By Paul Burton, Contributing Writer
A plan to build 253 new market rate apartments and a new Safeway grocery store at the Safeway at 4950 Mission has fallen through as Safeway pulled out of the deal with developer Emerald Fund last month.
“It proved difficult to negotiate an agreement that worked for both Safeway and for the project,” said Emerald Fund Chairman Oz Erickson. “We are very disappointed.” A 426-unit apartment complex, a new 53,000 square foot Safeway store, 15,000 square feet of retail and a 10,000 square foot Mission Neighborhood Health Center had been planned for the 3.5-acre site that also includes the Valente Marini Perata & Co. funeral home at 4840 Mission. The preliminary plans submitted last December also called for 175 below market rate apartments to be built by non-profit developer BRIDGE Housing. The project was partially funded by union pension funds through the National Electrical Benefits Fund (NEBF).
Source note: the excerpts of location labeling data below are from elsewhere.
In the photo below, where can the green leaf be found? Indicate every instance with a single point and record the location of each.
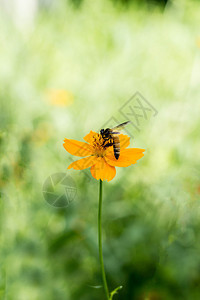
(115, 291)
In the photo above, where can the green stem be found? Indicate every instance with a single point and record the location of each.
(100, 242)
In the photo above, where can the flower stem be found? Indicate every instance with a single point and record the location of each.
(100, 242)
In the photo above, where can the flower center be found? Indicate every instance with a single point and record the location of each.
(100, 145)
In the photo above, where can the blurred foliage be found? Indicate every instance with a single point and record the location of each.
(97, 56)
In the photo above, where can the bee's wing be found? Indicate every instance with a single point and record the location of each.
(118, 128)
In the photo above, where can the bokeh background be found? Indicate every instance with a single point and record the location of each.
(67, 67)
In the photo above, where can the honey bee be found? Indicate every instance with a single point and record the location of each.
(111, 138)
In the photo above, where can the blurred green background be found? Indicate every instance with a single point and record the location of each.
(67, 67)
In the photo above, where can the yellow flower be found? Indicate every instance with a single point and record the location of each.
(100, 158)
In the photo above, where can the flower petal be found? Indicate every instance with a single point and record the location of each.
(127, 157)
(77, 148)
(89, 137)
(83, 163)
(101, 170)
(124, 142)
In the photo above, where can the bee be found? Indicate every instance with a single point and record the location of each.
(111, 138)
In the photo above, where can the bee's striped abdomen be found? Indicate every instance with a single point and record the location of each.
(116, 146)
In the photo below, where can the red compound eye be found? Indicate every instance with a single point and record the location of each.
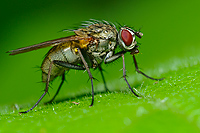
(126, 37)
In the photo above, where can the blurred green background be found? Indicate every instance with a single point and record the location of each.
(170, 28)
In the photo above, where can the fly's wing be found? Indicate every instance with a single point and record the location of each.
(55, 42)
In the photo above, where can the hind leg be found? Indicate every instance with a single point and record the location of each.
(66, 65)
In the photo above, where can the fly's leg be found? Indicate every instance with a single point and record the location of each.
(66, 65)
(136, 67)
(89, 73)
(105, 85)
(45, 91)
(124, 76)
(63, 79)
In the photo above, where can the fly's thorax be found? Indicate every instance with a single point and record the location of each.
(62, 53)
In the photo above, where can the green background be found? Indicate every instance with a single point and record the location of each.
(169, 48)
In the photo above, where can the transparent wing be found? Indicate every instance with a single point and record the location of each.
(47, 44)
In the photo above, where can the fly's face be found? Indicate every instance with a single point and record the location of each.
(126, 38)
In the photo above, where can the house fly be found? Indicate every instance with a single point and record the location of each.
(94, 42)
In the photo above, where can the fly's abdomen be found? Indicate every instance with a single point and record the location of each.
(60, 53)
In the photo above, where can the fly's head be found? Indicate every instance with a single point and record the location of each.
(126, 39)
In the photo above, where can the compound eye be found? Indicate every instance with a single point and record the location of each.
(126, 37)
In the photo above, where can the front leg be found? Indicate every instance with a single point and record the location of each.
(124, 76)
(89, 73)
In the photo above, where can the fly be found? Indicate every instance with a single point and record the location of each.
(95, 42)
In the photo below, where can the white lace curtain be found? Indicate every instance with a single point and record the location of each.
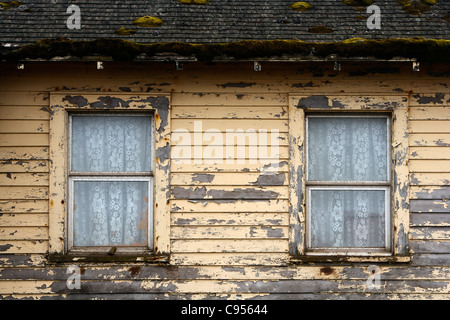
(110, 210)
(347, 149)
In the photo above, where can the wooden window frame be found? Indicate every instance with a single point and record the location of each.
(61, 105)
(74, 176)
(397, 106)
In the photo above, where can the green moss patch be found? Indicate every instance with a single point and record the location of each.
(9, 4)
(358, 3)
(301, 6)
(416, 7)
(125, 32)
(425, 50)
(194, 1)
(320, 29)
(148, 22)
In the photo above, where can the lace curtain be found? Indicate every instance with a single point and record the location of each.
(110, 210)
(347, 149)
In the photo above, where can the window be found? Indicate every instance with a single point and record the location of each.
(109, 177)
(348, 178)
(348, 183)
(110, 181)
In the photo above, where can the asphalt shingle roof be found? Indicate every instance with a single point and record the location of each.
(217, 22)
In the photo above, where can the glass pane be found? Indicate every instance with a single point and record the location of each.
(110, 213)
(347, 149)
(348, 218)
(111, 144)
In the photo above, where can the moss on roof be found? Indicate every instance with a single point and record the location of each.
(425, 50)
(9, 4)
(358, 2)
(416, 7)
(148, 22)
(301, 6)
(194, 1)
(320, 29)
(124, 31)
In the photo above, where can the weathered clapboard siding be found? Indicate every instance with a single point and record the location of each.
(229, 221)
(203, 232)
(24, 172)
(430, 177)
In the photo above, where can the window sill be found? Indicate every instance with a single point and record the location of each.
(305, 259)
(106, 258)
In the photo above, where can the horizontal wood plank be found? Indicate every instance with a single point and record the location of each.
(23, 219)
(229, 219)
(9, 166)
(24, 233)
(204, 246)
(229, 192)
(430, 179)
(228, 99)
(263, 165)
(430, 206)
(230, 179)
(23, 246)
(430, 193)
(429, 166)
(24, 139)
(229, 232)
(23, 98)
(429, 126)
(430, 219)
(230, 112)
(24, 153)
(429, 113)
(23, 193)
(430, 140)
(23, 206)
(230, 206)
(430, 233)
(430, 153)
(23, 179)
(248, 126)
(24, 113)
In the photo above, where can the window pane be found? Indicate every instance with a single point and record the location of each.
(110, 213)
(111, 143)
(347, 149)
(348, 218)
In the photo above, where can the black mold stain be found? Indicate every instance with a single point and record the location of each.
(77, 100)
(236, 85)
(313, 101)
(270, 179)
(203, 177)
(438, 99)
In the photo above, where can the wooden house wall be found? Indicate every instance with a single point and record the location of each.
(229, 228)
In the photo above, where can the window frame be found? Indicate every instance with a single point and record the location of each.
(394, 105)
(348, 185)
(73, 176)
(61, 105)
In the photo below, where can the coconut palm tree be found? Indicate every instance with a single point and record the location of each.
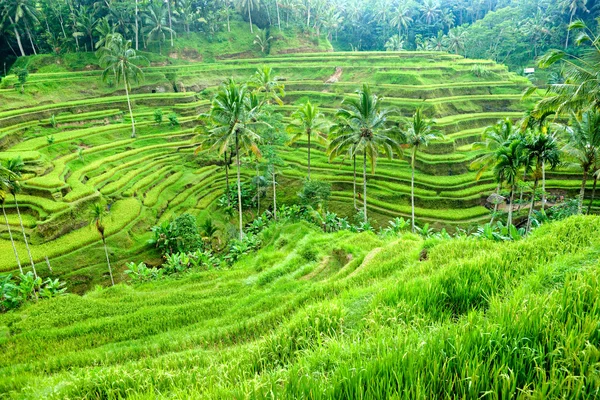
(97, 215)
(265, 82)
(234, 116)
(15, 166)
(367, 132)
(419, 133)
(5, 187)
(510, 158)
(119, 62)
(156, 18)
(309, 121)
(543, 150)
(582, 143)
(493, 138)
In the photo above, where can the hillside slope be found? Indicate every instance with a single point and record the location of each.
(329, 316)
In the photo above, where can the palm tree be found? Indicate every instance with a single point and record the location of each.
(234, 115)
(156, 19)
(97, 214)
(419, 133)
(119, 62)
(493, 138)
(543, 148)
(309, 121)
(15, 167)
(402, 19)
(510, 159)
(5, 187)
(366, 129)
(582, 143)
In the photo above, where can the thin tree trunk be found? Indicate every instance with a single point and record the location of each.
(239, 165)
(593, 194)
(412, 189)
(582, 192)
(510, 203)
(12, 241)
(354, 181)
(108, 261)
(17, 36)
(365, 185)
(308, 134)
(543, 186)
(25, 238)
(129, 104)
(495, 204)
(274, 197)
(227, 181)
(137, 28)
(531, 205)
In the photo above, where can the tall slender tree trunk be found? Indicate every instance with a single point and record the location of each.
(582, 192)
(12, 241)
(227, 181)
(354, 181)
(531, 205)
(239, 166)
(274, 197)
(250, 16)
(510, 203)
(17, 36)
(543, 186)
(412, 189)
(112, 281)
(495, 204)
(137, 28)
(365, 185)
(170, 22)
(25, 237)
(129, 104)
(278, 17)
(593, 194)
(308, 134)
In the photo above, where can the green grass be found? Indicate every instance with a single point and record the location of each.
(329, 316)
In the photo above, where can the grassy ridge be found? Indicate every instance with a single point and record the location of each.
(326, 316)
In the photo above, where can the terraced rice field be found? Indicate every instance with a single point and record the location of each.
(89, 153)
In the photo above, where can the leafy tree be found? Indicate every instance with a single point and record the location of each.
(234, 119)
(119, 62)
(309, 121)
(98, 213)
(367, 129)
(419, 133)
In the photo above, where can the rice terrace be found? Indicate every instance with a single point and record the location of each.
(301, 199)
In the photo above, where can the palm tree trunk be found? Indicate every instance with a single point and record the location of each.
(250, 16)
(354, 182)
(12, 241)
(108, 261)
(274, 197)
(25, 238)
(543, 185)
(17, 36)
(137, 28)
(412, 189)
(582, 192)
(531, 205)
(227, 181)
(495, 204)
(510, 203)
(129, 104)
(365, 185)
(593, 194)
(239, 166)
(308, 134)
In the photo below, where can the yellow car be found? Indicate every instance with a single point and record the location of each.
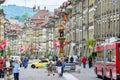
(40, 64)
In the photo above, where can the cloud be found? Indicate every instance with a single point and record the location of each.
(50, 4)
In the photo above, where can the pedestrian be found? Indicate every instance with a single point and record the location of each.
(25, 62)
(84, 61)
(16, 69)
(49, 68)
(66, 60)
(90, 62)
(63, 66)
(7, 67)
(71, 59)
(59, 67)
(1, 68)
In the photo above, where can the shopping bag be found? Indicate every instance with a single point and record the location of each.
(59, 70)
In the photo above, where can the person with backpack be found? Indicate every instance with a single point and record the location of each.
(16, 69)
(84, 61)
(7, 68)
(49, 67)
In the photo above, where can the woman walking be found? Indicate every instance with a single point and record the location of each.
(7, 67)
(49, 68)
(59, 67)
(16, 69)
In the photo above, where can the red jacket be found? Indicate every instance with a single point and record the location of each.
(1, 63)
(83, 60)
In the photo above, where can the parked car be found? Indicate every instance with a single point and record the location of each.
(40, 64)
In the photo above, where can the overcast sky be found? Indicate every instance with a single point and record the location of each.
(50, 4)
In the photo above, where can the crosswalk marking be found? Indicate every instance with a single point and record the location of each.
(69, 76)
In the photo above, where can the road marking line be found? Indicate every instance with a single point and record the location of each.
(69, 76)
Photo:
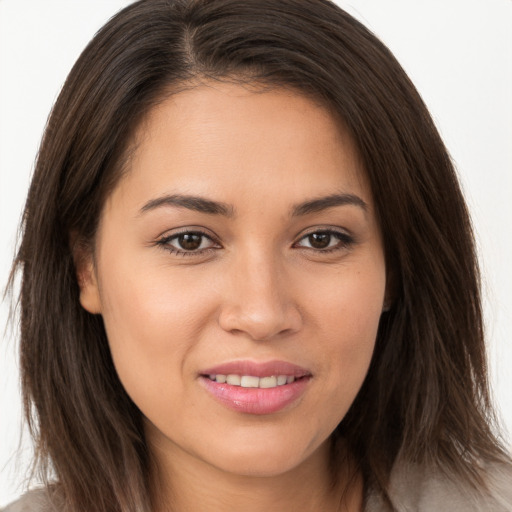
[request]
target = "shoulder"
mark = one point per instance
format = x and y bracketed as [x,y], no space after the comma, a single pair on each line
[415,489]
[32,501]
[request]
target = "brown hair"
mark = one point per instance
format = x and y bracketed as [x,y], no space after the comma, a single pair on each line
[425,398]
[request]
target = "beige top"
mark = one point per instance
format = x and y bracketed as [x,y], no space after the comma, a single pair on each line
[411,490]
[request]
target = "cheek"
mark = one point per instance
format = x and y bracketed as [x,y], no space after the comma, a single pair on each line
[346,315]
[152,322]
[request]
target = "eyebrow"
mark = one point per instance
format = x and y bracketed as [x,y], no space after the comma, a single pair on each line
[202,205]
[326,202]
[195,203]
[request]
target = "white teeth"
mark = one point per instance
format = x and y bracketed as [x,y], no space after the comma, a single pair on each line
[234,380]
[268,382]
[249,381]
[281,379]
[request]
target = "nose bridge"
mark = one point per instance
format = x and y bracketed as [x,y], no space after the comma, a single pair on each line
[259,302]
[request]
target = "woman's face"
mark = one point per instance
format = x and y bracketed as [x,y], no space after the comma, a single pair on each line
[240,246]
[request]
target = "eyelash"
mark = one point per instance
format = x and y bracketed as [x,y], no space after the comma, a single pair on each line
[345,241]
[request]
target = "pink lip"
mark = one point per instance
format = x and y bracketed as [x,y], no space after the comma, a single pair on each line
[257,369]
[256,400]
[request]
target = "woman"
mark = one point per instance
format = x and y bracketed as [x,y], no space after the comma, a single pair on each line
[241,287]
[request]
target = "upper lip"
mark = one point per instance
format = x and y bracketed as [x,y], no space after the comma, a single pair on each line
[257,369]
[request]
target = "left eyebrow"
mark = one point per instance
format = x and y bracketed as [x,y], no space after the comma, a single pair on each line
[323,203]
[195,203]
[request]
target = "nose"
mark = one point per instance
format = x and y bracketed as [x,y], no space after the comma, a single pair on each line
[259,300]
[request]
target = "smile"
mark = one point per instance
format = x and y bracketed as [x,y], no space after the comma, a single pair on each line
[256,387]
[251,381]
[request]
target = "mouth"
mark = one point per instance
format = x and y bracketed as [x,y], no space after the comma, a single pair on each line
[256,388]
[252,381]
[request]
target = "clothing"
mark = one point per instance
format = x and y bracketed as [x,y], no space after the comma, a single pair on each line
[412,489]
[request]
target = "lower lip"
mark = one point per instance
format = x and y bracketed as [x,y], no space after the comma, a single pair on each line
[256,400]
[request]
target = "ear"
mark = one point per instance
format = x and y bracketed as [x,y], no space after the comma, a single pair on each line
[86,276]
[391,291]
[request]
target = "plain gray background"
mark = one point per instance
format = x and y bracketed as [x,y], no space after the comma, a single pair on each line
[457,52]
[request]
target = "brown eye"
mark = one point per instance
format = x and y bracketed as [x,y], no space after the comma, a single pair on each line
[190,241]
[326,241]
[319,240]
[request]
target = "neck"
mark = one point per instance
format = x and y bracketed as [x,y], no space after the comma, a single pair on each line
[186,484]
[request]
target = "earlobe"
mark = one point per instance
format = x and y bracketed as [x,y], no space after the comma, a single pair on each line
[86,277]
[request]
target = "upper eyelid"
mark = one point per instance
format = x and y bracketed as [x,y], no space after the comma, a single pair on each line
[166,236]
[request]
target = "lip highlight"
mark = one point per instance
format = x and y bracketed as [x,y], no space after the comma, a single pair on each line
[258,400]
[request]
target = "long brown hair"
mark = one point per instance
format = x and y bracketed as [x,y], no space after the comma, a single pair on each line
[425,398]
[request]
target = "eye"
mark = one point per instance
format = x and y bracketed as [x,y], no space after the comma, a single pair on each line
[188,243]
[325,241]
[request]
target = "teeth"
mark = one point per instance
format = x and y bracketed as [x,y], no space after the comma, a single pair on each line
[268,382]
[249,381]
[234,380]
[281,379]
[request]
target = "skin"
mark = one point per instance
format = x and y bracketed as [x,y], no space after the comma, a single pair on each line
[256,289]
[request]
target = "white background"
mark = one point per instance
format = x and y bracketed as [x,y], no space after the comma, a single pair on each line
[457,52]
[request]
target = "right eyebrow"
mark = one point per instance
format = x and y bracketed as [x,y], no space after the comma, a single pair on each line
[195,203]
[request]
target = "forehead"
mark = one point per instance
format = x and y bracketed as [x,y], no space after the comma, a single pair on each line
[234,141]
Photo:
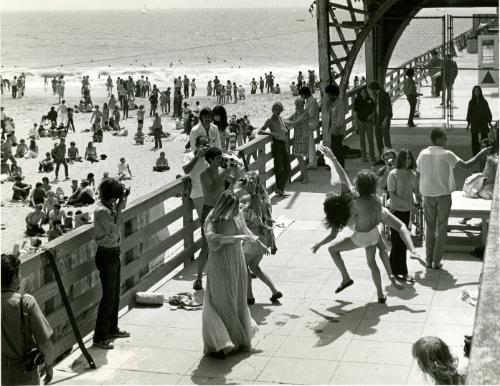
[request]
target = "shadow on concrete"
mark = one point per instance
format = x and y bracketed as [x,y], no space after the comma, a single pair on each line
[80,366]
[214,371]
[334,328]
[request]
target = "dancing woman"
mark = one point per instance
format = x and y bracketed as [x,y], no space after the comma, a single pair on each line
[359,209]
[257,214]
[226,321]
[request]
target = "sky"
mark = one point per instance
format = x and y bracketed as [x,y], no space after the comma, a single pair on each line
[53,5]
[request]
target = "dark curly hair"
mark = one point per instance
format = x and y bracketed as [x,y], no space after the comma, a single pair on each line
[366,183]
[10,269]
[337,208]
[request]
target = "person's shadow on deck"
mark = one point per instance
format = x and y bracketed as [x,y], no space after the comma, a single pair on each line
[213,371]
[80,366]
[332,329]
[445,281]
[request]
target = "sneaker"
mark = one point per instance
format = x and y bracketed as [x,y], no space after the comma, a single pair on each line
[198,285]
[119,334]
[104,344]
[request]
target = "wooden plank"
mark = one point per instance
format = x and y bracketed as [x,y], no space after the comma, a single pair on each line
[157,196]
[82,302]
[148,281]
[49,290]
[339,43]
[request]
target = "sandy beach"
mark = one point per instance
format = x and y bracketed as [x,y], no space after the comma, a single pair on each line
[37,102]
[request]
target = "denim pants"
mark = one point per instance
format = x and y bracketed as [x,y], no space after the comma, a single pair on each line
[282,167]
[108,263]
[398,250]
[383,136]
[338,148]
[366,131]
[436,212]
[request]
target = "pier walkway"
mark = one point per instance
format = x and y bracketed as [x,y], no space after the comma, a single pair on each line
[314,336]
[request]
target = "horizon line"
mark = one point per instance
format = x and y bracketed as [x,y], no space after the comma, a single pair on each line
[148,9]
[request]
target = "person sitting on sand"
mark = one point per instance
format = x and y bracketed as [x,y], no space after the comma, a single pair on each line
[139,137]
[34,221]
[47,164]
[21,149]
[20,190]
[116,118]
[48,204]
[32,150]
[55,230]
[81,218]
[124,172]
[161,163]
[57,214]
[33,133]
[73,155]
[38,195]
[46,184]
[98,134]
[42,131]
[241,92]
[83,196]
[91,153]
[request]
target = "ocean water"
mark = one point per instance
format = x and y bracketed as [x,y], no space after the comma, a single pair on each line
[230,42]
[235,44]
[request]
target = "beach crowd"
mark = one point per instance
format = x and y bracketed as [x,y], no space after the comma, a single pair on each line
[237,229]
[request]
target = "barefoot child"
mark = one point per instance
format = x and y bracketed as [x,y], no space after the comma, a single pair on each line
[359,209]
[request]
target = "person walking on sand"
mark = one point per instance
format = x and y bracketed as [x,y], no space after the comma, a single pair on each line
[157,131]
[279,147]
[193,87]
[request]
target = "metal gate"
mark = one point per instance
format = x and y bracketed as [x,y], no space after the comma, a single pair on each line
[472,52]
[414,49]
[449,56]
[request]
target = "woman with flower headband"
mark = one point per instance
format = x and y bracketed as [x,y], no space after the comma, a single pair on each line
[257,214]
[227,323]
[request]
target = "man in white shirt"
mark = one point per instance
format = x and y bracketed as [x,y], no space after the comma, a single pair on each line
[206,128]
[436,182]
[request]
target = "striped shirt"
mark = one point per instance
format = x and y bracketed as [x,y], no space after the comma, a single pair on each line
[106,232]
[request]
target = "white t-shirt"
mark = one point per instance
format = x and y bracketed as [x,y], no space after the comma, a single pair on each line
[201,165]
[435,165]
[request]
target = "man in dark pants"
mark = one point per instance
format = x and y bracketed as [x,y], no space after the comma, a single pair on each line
[107,216]
[279,147]
[383,110]
[335,125]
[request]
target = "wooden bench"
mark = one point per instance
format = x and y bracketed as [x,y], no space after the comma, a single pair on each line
[473,208]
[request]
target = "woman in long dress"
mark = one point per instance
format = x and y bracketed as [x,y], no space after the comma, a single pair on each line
[227,323]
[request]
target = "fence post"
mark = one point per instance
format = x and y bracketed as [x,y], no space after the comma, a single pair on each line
[187,218]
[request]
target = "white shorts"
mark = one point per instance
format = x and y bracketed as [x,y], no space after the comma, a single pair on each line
[365,239]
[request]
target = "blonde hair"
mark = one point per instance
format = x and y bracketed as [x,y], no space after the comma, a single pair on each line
[435,360]
[227,207]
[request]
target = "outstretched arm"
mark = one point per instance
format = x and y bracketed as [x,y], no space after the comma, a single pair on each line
[342,179]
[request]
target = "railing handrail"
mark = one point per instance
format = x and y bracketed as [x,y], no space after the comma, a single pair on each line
[485,350]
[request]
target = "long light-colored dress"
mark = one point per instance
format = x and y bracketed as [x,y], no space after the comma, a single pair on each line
[226,319]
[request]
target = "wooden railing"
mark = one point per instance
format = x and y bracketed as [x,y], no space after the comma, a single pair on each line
[485,352]
[152,243]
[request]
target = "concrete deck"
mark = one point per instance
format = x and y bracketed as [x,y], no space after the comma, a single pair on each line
[313,336]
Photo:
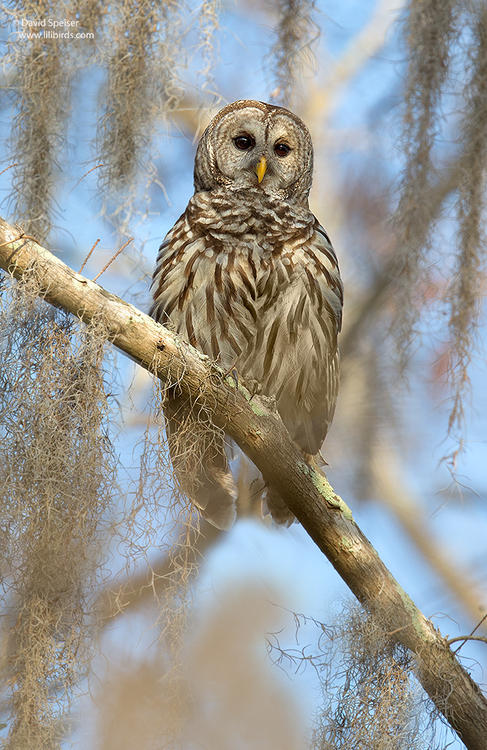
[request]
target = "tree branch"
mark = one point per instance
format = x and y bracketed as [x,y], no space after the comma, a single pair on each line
[259,432]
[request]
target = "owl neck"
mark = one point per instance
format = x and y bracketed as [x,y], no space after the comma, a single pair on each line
[248,210]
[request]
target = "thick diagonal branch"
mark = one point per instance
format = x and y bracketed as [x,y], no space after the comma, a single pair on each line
[257,429]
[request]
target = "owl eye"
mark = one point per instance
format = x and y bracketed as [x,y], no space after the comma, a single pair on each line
[244,142]
[281,149]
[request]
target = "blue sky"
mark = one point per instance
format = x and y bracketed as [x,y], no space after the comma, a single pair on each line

BRIDGE Housing’s Vice President of Communications Lyn Hikida said the developer is working with the city to redesign the project and find a way to build the planned affordable units. “BRIDGE is committed to maximizing affordable housing and creating a new space for the clinic,” she said. “We are working with our partners to iterate and determine a feasible plan forward. Emerald was going to subsidize 72 of the 175 units – we are now researching creative solutions to maximize affordable housing. We are revisiting sources and other options.”
Excelsior District Supervisor Ahsha Safaí blamed Safeway for the failed negotiations, telling the San Francisco Chronicle the supermarket company repeatedly sought to renegotiate the terms. “We negotiated a deal with 41 percent affordable [housing] and a beautiful grocery store and health center,” Safaí said. “Unfortunately, Safeway has reneged on their portion of the deal.” While some neighborhood groups opposed the project and called for more affordable units – or for 100 percent of the units to be below market rate – Safai told the Chronicle, “Community opposition had nothing to do with” the plan falling through. “This was purely Safeway continuously moving the ball in negotiations,” he said. “This was all about Safeway’s bottom line and them going back on their word.”
If BRIDGE housing is able to still build the promised 175 units of affordable housing, they would likely be built union as a condition of receiving funds from the NEBF.